Sunday, September 18, 2011

Kate Middleton in Few Lines

kate middleton
kate middleton

kate middleton



Kate Middleton will be the first commoner to marry a prince in close proximity to the throne in more than 350 years, since Anne Hyde wed the Duke of York, later James II, in 1660.
Even so, Hyde was the daughter of Charles II's lord chancellor and chief adviser, the future Earl of Clarendon – rather than, as 28-year-old Middleton is, the offspring of a couple who have made a fortune providing bags for children's parties.
Among Middleton's ancestors are Northumbrian miners and Kent builders' labourers. Her mother, Carole, was formerly a British Airways flight attendant – hence the snobbish jibes of some royal hangers-on about "doors to manual" – and her father, Michael, also once worked for BA as a dispatcher, making sure flights left on time and with the correct cargo. The couple met while working for BA and started their married life in a flat in Slough, just across the river from the future in-laws.
But it is the family business Party Pieces, launched by Carole Middleton from their home in one of Berkshire's prettier villages, which founded the family's wealth and gave their daughter entry into higher social circles. The company was one of the first to use the internet for mail-order selling and the children were used as models for its early catalogues.
Kate – christened Catherine Elizabeth – has a younger sister, Pippa, and brother, James. Theirs was an affluent upbringing: private schools, Brownies for Kate and skiing holidays, amateur dramatics (Middleton played Eliza Doolittle, the archetypal story of a working-class girl transformed into a lady, in a school production of My Fair Lady, aged 10) and sports.
At Marlborough public school in Wiltshire, she became captain of the hockey club and gained a reputation for quiet seriousness, unlike some of her contemporaries. As Jessica Hays, one of her schoolfriends, told the News of the World wonderingly: "I never once saw her drunk. Even after our GCSEs finished, she only drank a couple of glugs of vodka."
Although there were boyfriends, it may have been that Middleton was struck by the idea of the young prince long before she ever met him. At school she was known as the princess in waiting and, according to Hays, this time to the Mail on Sunday, was said to have joked: "There's no one quite like William – I bet he's really kind.

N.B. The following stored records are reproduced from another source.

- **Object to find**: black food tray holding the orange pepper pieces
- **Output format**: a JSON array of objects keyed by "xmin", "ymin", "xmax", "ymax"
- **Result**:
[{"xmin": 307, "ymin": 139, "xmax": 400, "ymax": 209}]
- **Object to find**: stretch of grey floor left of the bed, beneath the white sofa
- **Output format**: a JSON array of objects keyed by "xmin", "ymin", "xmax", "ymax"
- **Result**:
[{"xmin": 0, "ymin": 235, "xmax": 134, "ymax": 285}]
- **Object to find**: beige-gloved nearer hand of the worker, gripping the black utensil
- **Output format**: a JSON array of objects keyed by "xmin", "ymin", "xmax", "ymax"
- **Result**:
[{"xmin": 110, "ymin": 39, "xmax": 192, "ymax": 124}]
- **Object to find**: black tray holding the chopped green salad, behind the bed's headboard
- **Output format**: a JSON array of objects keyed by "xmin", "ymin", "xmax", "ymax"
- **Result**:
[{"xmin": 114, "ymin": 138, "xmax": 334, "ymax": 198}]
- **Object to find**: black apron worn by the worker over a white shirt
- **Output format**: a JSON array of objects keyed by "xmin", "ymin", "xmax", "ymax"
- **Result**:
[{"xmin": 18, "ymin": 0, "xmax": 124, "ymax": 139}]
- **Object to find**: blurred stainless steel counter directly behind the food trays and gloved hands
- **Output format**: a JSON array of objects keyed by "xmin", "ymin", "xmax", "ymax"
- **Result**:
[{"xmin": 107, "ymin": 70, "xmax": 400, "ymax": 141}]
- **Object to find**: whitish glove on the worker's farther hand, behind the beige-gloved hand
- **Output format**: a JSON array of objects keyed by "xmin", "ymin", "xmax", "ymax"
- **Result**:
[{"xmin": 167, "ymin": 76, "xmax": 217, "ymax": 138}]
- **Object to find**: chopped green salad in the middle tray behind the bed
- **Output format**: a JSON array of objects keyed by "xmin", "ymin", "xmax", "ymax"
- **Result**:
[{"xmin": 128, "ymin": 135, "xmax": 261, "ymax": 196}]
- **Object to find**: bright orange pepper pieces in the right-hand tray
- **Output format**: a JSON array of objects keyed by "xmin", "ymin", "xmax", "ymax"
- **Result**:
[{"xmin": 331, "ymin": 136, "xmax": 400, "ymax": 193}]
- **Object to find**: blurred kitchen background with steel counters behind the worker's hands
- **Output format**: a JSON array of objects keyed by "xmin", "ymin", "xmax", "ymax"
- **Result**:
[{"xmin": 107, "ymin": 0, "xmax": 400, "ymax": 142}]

You can just tell by looking at him." This may not have been an entirely farfetched ambition: certainly some of her Marlborough friends from the Cotswolds county set already knew the prince.
Both went up to St Andrews University in 2001 – Middleton with two As and a B at A-level – to read history of art and both were placed in the same hall of residence.
She first came to media attention while modelling for charity in a sheer black lace dress at a fashion show the following spring, where it was noticed that the prince had paid £200 for a front-row seat. Middleton was credited with helping to persuade William not to drop out of university at the end of his lonely first term and to switch courses to read geography.
The following year they shared a flat with two male students in a Georgian terraced house in the middle of St Andrews and the year after that the four of them moved on to a more remote cottage on a nearby country estate. In 2002, Middleton's parents bought a strategically useful flat in Chelsea which their daughter could use.
The pair have been an item, with only one apparent serious blip in their relationship ever since, for a few months in 2007. The blip was allegedly caused by Middleton's frustration about the prince's reluctance to commit fully to their relationship, earning Middleton the tabloid soubriquet "Waity Katie". They were soon seen out together again, though generally Middleton's public appearances, at events such as William's passing-out parades at Sandhurst and RAF Cranwell, have been carefully choreographed affairs.
Middleton was given a part-time job as an assistant accessories buyer by John and Belle Robinson, owners of the Jigsaw fashion chain – perfect for someone who might need to spend long weekends accompanying a prince on pheasant-shooting expeditions or operations in remote parts of the country with the RAF air-sea rescue service.
From the royal family's point of view, Middleton is serious and discreet. She does not fall out of nightclubs and she does not give interviews. Practically her only – overheard – quote has been "He's so lucky to be going out with me." So there is a chance of avoiding the pitfalls of some of the prince's predecessors: an arranged marriage to a dull princess he has scarcely met, or, like his father, to a much younger, aristocratic bride who has no interest in his interests.
William and Middleton, who we now know became engaged on holiday in Kenya last month, have been together already for longer and know each other better than those involved in previous royal matches and there is no sign of a royal mistress lurking in the shrubbery.
Middleton – unlike Hyde in 1660 – will certainly not have to be smuggled into the palace for a secret midnight marriage and won't face accusations that she has slept with half the court. No wonder the Queen is said to be delighted.